Error: Kubernetes cannot pull the container image because the tag "invalid-tag" doesn't exist in the Docker registry for nginx.  

Solution:  
1. Verify valid nginx tags at [hub.docker.com/_/nginx](https://hub.docker.com/_/nginx)  
2. Edit your deployment:  
```bash  
kubectl edit deployment <deployment-name>  
```  
3. Replace `image: nginx:invalid-tag` with a valid tag (e.g., `nginx:latest` or `nginx:1.25`)  
4. Save and exit.

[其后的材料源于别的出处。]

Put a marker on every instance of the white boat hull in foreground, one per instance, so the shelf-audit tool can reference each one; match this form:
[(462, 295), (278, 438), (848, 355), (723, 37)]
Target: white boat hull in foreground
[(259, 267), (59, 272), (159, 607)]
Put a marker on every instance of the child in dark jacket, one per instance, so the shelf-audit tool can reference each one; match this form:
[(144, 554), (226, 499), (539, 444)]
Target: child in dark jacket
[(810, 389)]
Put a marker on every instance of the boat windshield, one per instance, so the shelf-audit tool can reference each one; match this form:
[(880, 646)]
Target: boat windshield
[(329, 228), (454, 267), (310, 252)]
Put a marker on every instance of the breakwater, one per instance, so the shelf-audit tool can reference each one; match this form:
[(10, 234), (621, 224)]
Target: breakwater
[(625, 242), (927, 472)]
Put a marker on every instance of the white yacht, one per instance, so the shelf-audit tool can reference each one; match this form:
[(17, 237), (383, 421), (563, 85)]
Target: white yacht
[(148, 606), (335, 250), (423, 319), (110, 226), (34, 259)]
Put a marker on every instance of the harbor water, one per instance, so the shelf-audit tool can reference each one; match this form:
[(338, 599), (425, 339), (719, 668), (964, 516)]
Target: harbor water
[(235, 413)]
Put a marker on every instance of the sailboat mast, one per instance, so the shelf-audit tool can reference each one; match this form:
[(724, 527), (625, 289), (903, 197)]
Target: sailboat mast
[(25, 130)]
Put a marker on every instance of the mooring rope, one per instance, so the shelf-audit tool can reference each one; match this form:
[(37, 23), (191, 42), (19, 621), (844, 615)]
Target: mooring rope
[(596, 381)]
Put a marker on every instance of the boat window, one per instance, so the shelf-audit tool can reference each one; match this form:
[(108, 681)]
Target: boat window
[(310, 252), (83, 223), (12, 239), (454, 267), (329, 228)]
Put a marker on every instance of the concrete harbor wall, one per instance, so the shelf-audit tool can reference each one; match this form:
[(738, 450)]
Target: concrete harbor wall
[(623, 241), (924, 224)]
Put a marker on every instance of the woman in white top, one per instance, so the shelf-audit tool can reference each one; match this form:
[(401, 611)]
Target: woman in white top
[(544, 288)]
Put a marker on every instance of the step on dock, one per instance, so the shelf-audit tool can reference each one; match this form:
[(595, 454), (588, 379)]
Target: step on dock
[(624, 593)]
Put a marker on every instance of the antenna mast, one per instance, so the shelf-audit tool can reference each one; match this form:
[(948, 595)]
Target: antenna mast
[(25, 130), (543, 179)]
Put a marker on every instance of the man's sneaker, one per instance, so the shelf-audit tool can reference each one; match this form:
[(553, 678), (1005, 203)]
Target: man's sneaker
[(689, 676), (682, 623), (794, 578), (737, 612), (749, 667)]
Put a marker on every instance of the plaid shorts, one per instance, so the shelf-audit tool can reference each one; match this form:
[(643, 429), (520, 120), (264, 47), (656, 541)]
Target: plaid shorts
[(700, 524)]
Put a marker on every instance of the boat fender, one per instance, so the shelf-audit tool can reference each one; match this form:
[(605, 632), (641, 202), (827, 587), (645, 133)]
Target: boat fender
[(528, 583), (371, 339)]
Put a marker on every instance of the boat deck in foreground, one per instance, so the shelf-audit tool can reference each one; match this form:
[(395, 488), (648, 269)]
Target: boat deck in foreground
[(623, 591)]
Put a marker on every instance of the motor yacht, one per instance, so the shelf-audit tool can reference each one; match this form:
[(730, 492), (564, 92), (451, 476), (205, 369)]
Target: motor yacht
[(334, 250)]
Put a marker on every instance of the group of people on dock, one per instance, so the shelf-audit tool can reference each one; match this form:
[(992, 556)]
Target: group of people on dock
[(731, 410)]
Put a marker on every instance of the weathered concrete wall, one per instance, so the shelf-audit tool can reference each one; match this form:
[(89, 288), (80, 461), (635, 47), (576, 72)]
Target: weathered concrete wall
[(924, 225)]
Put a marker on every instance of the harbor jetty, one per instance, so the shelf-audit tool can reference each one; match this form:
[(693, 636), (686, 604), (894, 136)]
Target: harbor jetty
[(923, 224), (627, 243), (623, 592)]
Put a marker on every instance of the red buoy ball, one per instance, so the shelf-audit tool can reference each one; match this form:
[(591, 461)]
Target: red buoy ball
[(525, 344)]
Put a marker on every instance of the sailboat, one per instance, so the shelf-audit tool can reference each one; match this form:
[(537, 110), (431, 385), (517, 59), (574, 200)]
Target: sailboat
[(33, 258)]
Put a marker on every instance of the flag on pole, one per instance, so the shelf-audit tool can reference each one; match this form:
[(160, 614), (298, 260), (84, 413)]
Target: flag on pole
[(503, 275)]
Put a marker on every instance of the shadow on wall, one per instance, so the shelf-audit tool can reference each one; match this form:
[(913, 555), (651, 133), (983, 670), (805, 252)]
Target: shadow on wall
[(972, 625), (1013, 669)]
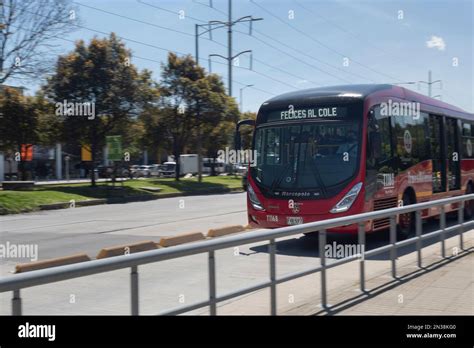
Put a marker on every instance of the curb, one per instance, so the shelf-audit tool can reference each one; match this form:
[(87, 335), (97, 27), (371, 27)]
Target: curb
[(180, 239), (60, 261), (119, 200), (217, 232), (122, 249)]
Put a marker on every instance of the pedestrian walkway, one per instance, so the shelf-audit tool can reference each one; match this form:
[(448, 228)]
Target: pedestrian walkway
[(442, 287)]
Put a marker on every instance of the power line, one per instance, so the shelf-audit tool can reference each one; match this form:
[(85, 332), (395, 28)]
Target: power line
[(319, 42), (180, 32), (341, 28), (156, 61), (296, 58), (159, 48)]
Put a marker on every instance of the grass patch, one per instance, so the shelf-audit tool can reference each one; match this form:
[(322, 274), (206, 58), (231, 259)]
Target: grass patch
[(12, 202)]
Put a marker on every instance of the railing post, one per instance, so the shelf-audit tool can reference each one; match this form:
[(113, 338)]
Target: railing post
[(272, 252), (134, 289), (442, 222), (361, 235), (461, 225), (418, 235), (212, 283), (16, 302), (393, 240), (322, 257)]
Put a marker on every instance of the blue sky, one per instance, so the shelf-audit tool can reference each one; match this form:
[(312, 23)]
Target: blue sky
[(381, 43)]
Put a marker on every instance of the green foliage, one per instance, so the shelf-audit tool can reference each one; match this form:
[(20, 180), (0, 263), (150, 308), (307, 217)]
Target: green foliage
[(100, 74)]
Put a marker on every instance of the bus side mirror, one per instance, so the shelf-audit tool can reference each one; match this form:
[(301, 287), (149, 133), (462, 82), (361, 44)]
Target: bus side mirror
[(237, 140), (375, 143)]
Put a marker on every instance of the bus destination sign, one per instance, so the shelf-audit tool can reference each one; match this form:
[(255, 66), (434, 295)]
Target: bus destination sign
[(292, 113)]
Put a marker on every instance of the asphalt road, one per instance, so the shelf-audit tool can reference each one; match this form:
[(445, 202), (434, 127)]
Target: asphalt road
[(88, 229), (166, 284)]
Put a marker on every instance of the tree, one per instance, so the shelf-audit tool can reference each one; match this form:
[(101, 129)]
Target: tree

Kubernetes will automatically retry pulling the new image.

5. 小结

K8sGPT 作为一款基于 AI 的 Kubernetes 智能诊断工具，核心价值在于自动化集群故障检测与 AI 驱动的解决方案生成，大幅降低了 K8s 故障排查的技术门槛。

两种部署模式适配不同场景：CLI 模式适合临时诊断（如手动触发集群扫描），Operator 模式适合持续监控（结合 Prometheus 等工具实现实时告警与自动修复建议）。
工作流程清晰高效：通过内置的 Analyzer 扫描集群资源（Pod、Deployment 等）的异常状态，结合 LLM 模型（如 DeepSeek、OpenAI）生成结构化的解决方案，输出格式统一（错误描述 + 步骤化修复建议），便于快速落地。
灵活性强：支持多类 AI 后端（本地模型、云服务模型等）

注意：对于复杂故障（如网络策略冲突、持久化存储异常），AI 生成的解决方案可能需要结合人工验证，不可完全依赖自动化结果。